O nosso velho

A primeira pessoa que o viu seguiu reto. Não ligou para o corpo ao chão. Nem notou que o corpo era vivo, ofegava, e tinha a face colada pesadamente contra a calçada. Apenas passou e sabe-se lá em que pensava.

A segunda pessoa que o viu parou. Agachou-se, pousou a mão no corpo e entendeu que era velho, muito mais velho do que os cabelos brancos insinuavam.

- Senhor, tá tudo bem? Senhor?

Perguntou mas não houve resposta. E o que então pensou não se sabe, mas adivinha-se. Ligou para a ambulância. Do outro lado da linha uma voz de mármore informa que não pegam bêbados. A segunda pessoa insistiu, disse que parecia infarto, podia ser derrame, mal súbito, qualquer coisa assim. Logo a viatura de emergência apareceria.

Nisso a terceira, a quarta, a quinta e a sexta pessoa surgiram em torno do corpo caído. Todas elas viram que era velho, que ofegava, que o rosto não descolava da calçada. Notavam ainda que da boca entreaberta, contorcida contra o cimento, uma saliva viscosa surgia.
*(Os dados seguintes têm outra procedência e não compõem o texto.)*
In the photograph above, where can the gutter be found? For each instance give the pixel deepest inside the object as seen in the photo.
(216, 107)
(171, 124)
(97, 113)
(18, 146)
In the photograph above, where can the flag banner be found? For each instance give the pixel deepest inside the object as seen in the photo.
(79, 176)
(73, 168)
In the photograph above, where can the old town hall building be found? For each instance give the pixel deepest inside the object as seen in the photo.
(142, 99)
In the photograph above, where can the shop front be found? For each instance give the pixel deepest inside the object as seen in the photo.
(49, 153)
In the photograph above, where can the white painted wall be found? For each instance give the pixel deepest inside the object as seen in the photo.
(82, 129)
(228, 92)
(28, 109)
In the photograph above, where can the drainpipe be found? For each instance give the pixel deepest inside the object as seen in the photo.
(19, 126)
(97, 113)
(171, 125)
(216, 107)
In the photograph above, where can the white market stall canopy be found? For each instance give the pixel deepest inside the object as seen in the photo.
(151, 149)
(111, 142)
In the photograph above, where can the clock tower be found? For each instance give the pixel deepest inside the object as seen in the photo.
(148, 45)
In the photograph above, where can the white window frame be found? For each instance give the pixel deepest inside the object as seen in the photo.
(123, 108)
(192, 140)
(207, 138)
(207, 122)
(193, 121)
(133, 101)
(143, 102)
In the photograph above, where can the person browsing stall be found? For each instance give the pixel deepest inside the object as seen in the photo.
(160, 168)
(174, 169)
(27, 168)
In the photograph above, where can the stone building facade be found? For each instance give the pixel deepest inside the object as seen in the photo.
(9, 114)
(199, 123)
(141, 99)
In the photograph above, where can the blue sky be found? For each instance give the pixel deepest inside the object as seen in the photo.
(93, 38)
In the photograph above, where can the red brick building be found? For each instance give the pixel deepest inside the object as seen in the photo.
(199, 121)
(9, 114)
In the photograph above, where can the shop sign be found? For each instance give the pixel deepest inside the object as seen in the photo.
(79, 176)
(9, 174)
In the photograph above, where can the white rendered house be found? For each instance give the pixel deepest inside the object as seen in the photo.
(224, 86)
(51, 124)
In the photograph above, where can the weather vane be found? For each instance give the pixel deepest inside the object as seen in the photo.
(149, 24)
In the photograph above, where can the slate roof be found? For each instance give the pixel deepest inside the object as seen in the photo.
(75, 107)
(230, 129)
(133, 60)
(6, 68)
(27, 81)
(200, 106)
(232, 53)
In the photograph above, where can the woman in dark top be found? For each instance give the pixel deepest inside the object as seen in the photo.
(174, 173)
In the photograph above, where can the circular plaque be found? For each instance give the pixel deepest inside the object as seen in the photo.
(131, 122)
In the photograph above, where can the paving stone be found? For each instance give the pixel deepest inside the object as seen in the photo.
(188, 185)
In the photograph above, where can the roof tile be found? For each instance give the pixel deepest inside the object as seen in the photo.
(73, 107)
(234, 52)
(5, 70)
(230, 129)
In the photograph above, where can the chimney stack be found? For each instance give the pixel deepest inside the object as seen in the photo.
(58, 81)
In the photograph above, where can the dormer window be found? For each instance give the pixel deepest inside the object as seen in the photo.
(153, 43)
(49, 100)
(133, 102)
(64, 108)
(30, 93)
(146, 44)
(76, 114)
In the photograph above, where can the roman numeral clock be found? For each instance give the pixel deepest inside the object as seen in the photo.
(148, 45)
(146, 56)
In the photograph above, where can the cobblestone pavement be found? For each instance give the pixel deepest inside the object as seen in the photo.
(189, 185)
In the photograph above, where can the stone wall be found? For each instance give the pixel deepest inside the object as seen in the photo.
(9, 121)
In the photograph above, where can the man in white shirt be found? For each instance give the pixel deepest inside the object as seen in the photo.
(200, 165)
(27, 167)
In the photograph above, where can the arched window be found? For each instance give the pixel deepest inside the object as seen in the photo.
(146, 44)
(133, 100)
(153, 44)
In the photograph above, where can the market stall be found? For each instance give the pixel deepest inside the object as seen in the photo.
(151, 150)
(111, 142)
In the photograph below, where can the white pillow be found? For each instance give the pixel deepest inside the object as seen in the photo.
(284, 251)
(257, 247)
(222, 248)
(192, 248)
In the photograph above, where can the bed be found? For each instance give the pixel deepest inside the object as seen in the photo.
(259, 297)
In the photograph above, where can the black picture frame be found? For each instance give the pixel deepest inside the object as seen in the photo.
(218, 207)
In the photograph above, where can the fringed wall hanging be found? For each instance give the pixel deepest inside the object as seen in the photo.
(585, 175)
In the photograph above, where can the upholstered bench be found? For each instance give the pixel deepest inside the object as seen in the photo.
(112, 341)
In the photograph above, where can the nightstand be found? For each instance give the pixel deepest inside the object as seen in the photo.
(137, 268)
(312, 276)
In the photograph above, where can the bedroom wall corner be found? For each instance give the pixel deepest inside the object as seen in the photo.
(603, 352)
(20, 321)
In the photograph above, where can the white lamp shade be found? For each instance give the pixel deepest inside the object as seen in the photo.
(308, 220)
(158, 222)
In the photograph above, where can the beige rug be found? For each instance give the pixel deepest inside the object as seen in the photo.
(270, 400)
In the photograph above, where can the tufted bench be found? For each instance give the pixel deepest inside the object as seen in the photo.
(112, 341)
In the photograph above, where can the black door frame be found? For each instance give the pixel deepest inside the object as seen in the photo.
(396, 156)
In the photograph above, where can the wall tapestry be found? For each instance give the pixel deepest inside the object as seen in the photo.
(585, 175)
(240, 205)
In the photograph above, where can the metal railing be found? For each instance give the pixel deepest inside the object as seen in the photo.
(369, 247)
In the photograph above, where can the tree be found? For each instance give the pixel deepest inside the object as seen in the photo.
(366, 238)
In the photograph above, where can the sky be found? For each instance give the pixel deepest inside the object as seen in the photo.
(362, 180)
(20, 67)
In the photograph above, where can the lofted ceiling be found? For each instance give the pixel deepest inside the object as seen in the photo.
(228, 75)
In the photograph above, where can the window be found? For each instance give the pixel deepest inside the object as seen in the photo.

Súbito um desconforto torceu a garganta dessas pessoas. Um pai hipertenso, um tio cardíaco, um irmão obeso, um avô que vivia numa tênue linha propensa às mais desagradáveis surpresas, quem ali não tinha um familiar assim? Eis que alguém se prontificou a buscar água para o caído. Outro insistiu em chamar novamente pela ambulância, como se isso a fosse trazer mais depressa até ali. Sugeriu-se ainda efetuar alguma manobra de primeiros socorros, embora nem o dono da sugestão nem ninguém mais soubesse como fazer. Outros ficaram em silêncio, fechados atrás dum semblante tenso.

Em poucos minutos a ajuda chegou. Os socorristas, que eram dois, foram práticos como devem ter sido nos infindáveis treinamentos.

- O que aconteceu, senhor? - perguntou um deles, agachado junto ao corpo.

Nada de resposta. Olha em torno e manda a mesma pergunta, sem alvo certo.

- Então, pessoal, o que aconteceu?

Ninguém arriscou uma resposta. Resignados, aquela firme dupla de socorristas divide o esforço e põe o velho sentado de encosto contra o muro.

- Senhor, tá me ouvindo?

Mas não vinha resposta. O velho continuava ofegando, agora a baba lhe pingava no peito e seguia em linha sobre o fino suéter. E num instante, para testemunhar as gotas grossas que escorriam dos lábios inertes, vieram a sétima, a oitava, a nona e a décima pessoa. E como recompensa para tão atento grupo, o velho deu inesperado uso à boca: jorrou uma indefinível substância esbranquiçada, que só poderia cair onda a saliva até então caíra.

Uns espectadores cobriram suas bocas com as mãos. Nojo puro. Outros desviaram o olhar e protegeram o nariz do inapelável cheiro acre. Já os socorristas foram categóricos.

- Tá bêbado. É bebida.

- Um porre daqueles. - emendou o outro.

Antes que a dupla entrasse de volta na ambulância e partisse, ainda repetiu o que também deve ter sido exaustivamente praticado no treinamento.

- Não pegamos bêbados.

O grupo de pessoas ficou ali mais algum tempo. Elas contemplavam o velho, atitude não muito distante de filósofos em torno de uma pedra enigmática. E o ápice de tal filosofia veio com uma senhora, a quarta pessoa, em conclusiva constatação.

- Tsc, tsc, vomitou sobre a própria roupa.

- O danado tava é bebendo!

- Êta, mardita!

E todos riram.

- E sabe que eu acho que já vi ele por aí? É, vi sim! Ele vai num bar ali pra cima.

- Olhando assim, com atenção, também reconheço.

- Isso, ele mesmo, o bicho vive por aí trançando as pernas.

- Olha! Tá que até ronca!

- Êta, mardita!

Desde que vomitara, o velho caído não mais ofegava, e passou, mesmo, a roncar. Isso, somado a repetida piada, conquistou esplendoroso sucesso junto ao público. Todos riram.

Antes da risada virar eco, alguém resolveu ir embora. Os outros imitaram e foram saindo. Os dois últimos que restaram, plateia remanescente dum espetáculo que chega ao fim, sentiram um leve desconforto e uma necessidade repentina de justificar por que estavam saindo, mesmo que todos os outros não o tivessem feito.

- Preciso voltar ao trabalho!

- Ixe, é mesmo. Olha a hora! Tô indo também.

E foram embora. Ninguém mais estava por perto quando o velho pôs-se de pé, limpou a boca com a manga de seu suéter, e com passos vacilantes começou a caminhar. Sabe-se lá em que ele pensava quando dobrou a esquina.